Cryptology ePrint Archive: Report 2018/385

Cryptographic Hashing From Strong One-Way Functions

Justin Holmgren and Alex Lombardi

Abstract: Constructing collision-resistant hash families (CRHFs) from one-way functions is a long-standing open problem and source of frustration in theoretical cryptography. In fact, there are strong negative results: black-box separations from one-way functions that are $2^{-(1-o(1))n}$-secure against polynomial time adversaries (Simon, EUROCRYPT '98) and even from indistinguishability obfuscation (Asharov and Segev, FOCS '15).

In this work, we formulate a mild strengthening of exponentially secure one-way functions, and we construct CRHFs from such functions. Specifically, our security notion requires that every polynomial time algorithm has at most $2^{-n - \omega(\log(n))}$ probability of inverting two independent challenges.

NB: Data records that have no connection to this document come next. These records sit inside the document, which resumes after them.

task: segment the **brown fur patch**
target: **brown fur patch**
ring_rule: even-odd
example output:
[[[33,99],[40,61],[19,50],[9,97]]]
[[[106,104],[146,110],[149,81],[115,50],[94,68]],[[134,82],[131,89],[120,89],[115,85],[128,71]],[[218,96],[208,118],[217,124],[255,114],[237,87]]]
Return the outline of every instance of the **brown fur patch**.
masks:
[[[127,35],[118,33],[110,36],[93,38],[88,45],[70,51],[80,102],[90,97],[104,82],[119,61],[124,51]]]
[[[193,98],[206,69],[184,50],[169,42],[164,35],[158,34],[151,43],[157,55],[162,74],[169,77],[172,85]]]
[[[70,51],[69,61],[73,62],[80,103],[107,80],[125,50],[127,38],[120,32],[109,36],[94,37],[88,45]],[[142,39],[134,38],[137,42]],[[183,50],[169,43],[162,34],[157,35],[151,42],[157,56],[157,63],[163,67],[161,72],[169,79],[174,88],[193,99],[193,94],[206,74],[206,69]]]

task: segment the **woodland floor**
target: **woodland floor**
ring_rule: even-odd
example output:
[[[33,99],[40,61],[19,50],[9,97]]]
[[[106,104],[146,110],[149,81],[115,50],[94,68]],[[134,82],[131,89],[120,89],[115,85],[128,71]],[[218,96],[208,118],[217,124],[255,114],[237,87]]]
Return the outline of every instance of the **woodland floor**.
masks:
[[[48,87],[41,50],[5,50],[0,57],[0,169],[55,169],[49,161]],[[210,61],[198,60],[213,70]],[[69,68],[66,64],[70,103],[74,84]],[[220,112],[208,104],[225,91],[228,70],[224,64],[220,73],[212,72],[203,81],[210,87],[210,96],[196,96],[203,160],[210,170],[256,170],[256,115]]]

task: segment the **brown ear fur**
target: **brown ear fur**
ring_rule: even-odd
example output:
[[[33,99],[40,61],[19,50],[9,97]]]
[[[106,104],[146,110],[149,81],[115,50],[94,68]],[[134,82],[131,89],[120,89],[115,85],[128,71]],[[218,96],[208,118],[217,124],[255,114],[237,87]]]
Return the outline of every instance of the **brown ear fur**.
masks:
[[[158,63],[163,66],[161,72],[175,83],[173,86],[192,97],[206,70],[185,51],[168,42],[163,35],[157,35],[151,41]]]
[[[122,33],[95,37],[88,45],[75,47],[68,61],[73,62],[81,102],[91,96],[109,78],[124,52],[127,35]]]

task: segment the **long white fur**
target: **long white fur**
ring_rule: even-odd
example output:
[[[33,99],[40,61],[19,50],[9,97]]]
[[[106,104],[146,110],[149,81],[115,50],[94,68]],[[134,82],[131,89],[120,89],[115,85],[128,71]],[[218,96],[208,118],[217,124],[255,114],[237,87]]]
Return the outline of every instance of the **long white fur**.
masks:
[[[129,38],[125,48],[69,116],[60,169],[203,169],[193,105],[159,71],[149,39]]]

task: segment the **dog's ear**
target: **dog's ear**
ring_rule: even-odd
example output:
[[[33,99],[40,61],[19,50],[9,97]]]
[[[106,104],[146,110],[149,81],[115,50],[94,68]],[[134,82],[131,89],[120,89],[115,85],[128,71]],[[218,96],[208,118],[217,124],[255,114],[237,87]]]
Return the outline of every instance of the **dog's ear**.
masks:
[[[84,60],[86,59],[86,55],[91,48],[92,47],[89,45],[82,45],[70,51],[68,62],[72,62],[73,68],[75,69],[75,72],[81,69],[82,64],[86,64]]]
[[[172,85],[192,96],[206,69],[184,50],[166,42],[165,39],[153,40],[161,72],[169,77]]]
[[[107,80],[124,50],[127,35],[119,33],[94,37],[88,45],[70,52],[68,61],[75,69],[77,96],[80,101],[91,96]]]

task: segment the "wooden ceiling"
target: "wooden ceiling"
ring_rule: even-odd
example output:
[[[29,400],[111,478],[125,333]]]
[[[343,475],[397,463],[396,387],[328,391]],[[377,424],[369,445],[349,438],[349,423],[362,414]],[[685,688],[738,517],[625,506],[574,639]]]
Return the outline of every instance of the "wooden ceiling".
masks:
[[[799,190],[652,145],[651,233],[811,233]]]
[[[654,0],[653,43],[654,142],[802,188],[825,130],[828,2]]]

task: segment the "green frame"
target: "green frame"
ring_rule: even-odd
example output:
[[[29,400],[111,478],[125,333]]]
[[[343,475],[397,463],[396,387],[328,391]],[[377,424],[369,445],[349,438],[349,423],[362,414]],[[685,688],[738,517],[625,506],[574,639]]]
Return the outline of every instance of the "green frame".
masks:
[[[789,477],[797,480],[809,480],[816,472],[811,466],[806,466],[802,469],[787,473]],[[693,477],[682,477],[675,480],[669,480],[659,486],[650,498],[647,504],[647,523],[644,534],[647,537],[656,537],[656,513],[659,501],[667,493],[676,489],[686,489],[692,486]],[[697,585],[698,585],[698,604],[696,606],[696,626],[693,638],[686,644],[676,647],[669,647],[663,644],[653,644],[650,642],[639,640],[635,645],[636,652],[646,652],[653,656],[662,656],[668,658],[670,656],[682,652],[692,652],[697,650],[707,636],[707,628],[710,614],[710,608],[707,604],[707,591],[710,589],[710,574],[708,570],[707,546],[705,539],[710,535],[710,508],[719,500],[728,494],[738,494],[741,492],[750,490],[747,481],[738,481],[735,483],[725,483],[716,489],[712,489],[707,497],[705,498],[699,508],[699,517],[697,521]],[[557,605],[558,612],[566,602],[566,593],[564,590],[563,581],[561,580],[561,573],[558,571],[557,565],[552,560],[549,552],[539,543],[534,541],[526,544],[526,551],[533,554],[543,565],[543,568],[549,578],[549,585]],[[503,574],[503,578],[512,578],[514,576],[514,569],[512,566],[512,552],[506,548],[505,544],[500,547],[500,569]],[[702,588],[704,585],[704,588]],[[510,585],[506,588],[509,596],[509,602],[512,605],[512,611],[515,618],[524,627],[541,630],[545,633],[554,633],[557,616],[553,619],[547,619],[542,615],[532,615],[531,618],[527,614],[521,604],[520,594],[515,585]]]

More generally, we consider the problem of simultaneously inverting $k$ functions $f_1,\ldots, f_k$, which we say constitute a ``one-way product function'' (OWPF). We show that sufficiently hard OWPFs yield hash families that are multi-input correlation intractable (Canetti, Goldreich, and Halevi, STOC '98) with respect to all sparse (bounded arity) output relations. Additionally assuming indistinguishability obfuscation, we construct hash families that achieve a broader notion of correlation intractability, extending the recent work of Kalai, Rothblum, and Rothblum (CRYPTO '17). In particular, these families are sufficient to instantiate the Fiat-Shamir heuristic in the plain model for a natural class of interactive proofs.

An interesting consequence of our results is a potential new avenue for bypassing black-box separations. In particular, proving (with necessarily non-black-box techniques) that parallel repetition amplifies the hardness of specific one-way functions -- for example, all one-way permutations -- suffices to directly bypass Simon's impossibility result.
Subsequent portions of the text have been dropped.